Roughly 49.58 % of people on earth are women. Therefore, it is not a smart business decision to disadvantage women who can contribute towards the human resource capital needed for a just energy transition.
Regardless of how effectively national energy transition systems are designed to function, growth and acceleration toward global targets will be constrained without the inclusion of the remaining asset. How can an aeroplane designed to run on two engines, deliberately decide to fly with just one engine? This is suicidal.
Generally speaking, energy democracy refers to an emerging social movement that redefines energy consumers as innovators, designers, and critics who participate in decisions throughout the entire value chain of this sector, from production to use.” This concept describes an ideal political goal in which the citizens are the recipients, stakeholders (as consumers/producers), and account holders of the entire energy sector policy. The discussion of energy democracy in this article is however restricted to clean cooking energy and the necessity of including women in the process of global transition.
Transitioning the energy sector is changing not only energy technologies and economics, but also physical geographies, social meanings, and the political organisation of energy production, distribution, and consumption. While it is acknowledged that including gender issues in global climate, policies is crucial for establishing the agenda, actually putting policies into action is much harder.

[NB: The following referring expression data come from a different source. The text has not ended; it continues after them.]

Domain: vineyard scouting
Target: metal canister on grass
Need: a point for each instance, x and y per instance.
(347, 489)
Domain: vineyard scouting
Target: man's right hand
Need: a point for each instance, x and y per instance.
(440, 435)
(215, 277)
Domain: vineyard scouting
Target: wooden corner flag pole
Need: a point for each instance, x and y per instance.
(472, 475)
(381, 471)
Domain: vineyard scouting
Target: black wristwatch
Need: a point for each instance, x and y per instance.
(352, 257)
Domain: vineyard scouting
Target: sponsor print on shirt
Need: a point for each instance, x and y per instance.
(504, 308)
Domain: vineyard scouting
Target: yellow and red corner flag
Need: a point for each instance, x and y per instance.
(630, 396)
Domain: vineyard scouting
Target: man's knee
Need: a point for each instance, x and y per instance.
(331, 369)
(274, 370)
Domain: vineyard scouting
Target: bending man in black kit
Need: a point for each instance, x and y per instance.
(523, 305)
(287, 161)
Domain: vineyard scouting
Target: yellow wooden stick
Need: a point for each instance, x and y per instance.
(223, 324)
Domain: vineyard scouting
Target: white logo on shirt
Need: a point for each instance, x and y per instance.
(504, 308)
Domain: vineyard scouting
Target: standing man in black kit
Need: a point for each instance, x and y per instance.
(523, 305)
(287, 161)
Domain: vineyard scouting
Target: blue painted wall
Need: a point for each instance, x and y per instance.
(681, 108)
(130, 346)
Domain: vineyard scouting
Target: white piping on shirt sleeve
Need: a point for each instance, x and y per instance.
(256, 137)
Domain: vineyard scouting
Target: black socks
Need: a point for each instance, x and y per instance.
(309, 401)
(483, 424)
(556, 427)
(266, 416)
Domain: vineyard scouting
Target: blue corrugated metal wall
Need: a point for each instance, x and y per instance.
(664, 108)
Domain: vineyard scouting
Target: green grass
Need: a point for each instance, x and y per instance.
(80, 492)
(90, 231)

In fact, the energy transition processes at the heart of efforts to combat climate change are not only challenging from a technical and economic standpoint, but also from a deeply political, gendered, and democratic standpoint.

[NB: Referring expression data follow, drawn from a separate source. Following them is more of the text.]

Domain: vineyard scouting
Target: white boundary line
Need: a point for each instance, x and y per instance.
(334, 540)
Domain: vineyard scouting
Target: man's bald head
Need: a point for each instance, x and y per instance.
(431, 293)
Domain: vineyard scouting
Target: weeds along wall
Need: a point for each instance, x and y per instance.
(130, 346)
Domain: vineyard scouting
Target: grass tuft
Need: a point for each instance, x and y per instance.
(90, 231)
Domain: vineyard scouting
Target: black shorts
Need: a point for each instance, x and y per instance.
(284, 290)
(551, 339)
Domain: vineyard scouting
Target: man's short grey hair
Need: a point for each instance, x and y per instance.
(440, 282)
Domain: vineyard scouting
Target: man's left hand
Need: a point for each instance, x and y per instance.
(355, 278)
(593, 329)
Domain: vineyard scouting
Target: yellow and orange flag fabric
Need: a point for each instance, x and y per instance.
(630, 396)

Given that changes in energy systems frequently coincide with power disparities related to politics and policymaking, the transition phase is a favourable time to promote energy democracy through gender mainstreaming. Technocratic perspectives are frequently used to examine energy policy and policy-making processes, and attempts to incorporate social and economic analysis are frequently restricted to looking at energy prices, employment issues, and energy poverty.
Perhaps, the fact that ” Engineers, Scientists, Bureaucrats and Economists dominate energy policy design and implementation” could be part of the explanation for the lack of emphasis on the social dimension. Energy justice and other justice-related issues are linked, as are energy justice and policy making; however, the topic of gender mainstreaming in the process of making decisions and crafting policies for just transitions has not yet been thoroughly addressed.
Beyond this path requires an awareness of and deliberate action to reduce social injustices linked to unfair energy cultures and practices that support gender blindness. Both in the global North and the global South, gender blindness in energy policy and research has been noted as a breeder of energy access inequalities. Hence, focusing on gender issues is likely to hasten access to clean energy during the energy transition.
A paradigm for creating truly just energy systems is provided by the gender mainstreaming perspective on energy, which provides an essential and underappreciated framework for understanding what keeps countries mired in unsustainable energy cultures.
By including women in decision-making across the entire value chain through energy democracy, gender mainstreaming can and does make judgments about energy by enacting more just energy systems. Honing the role of gender mainstreaming in ensuring energy democracy does not necessarily mean institutions must fall into relativism and celebrate all energy practices equally in order to embrace the diversity of practical concepts in the energy sector.
More often than not, we underestimate how crucial the business aspect of gender mainstreaming in energy democracy issues is. Despite being the driving force behind household cooking, women are surprisingly underrepresented in engineering, science, social, economic, and environmental aspects of cooking. In general, what is needed in this discussion is an army of workers. This implies that involving both men and women will increase the economic success of nations and sectors that have recognized the importance of equity in energy transition.
In actuality, when we limit women’s ability to participate in energy transition issues, businesses and organisations may not be able to have a sufficient economic impact. If we only consider the clean cooking enclave, women make nearly 95% of all decisions regarding stoves in global households. Just think about the difficulties that an organisation might face if the frontline workers who are familiar with every meal’s preparation were to be excluded. Practically, no one can beat them in knowledge in terms of how quickly and effectively they want their food to be prepared on a stove.
It is only rational and beneficial to all when, women develop into the industries’ best change agents and marketing personnel, offering user-friendly designs and solutions for the cooking energy needs upon their inclusion in relevant subjects. As a woman, majority of us naturally gravitate toward promoting goods or technologies that complement our feminine strength.
Too frequently, the energy sector as a whole, from business to policy making, leaves out women as energy consumers, decision-makers, or significant forces behind. This is not appropriate for energy democracy-based just energy transition worldwide. However, when a gender perspective is given priority, clean energy initiatives and regulations can promote community development that leaves no one behind.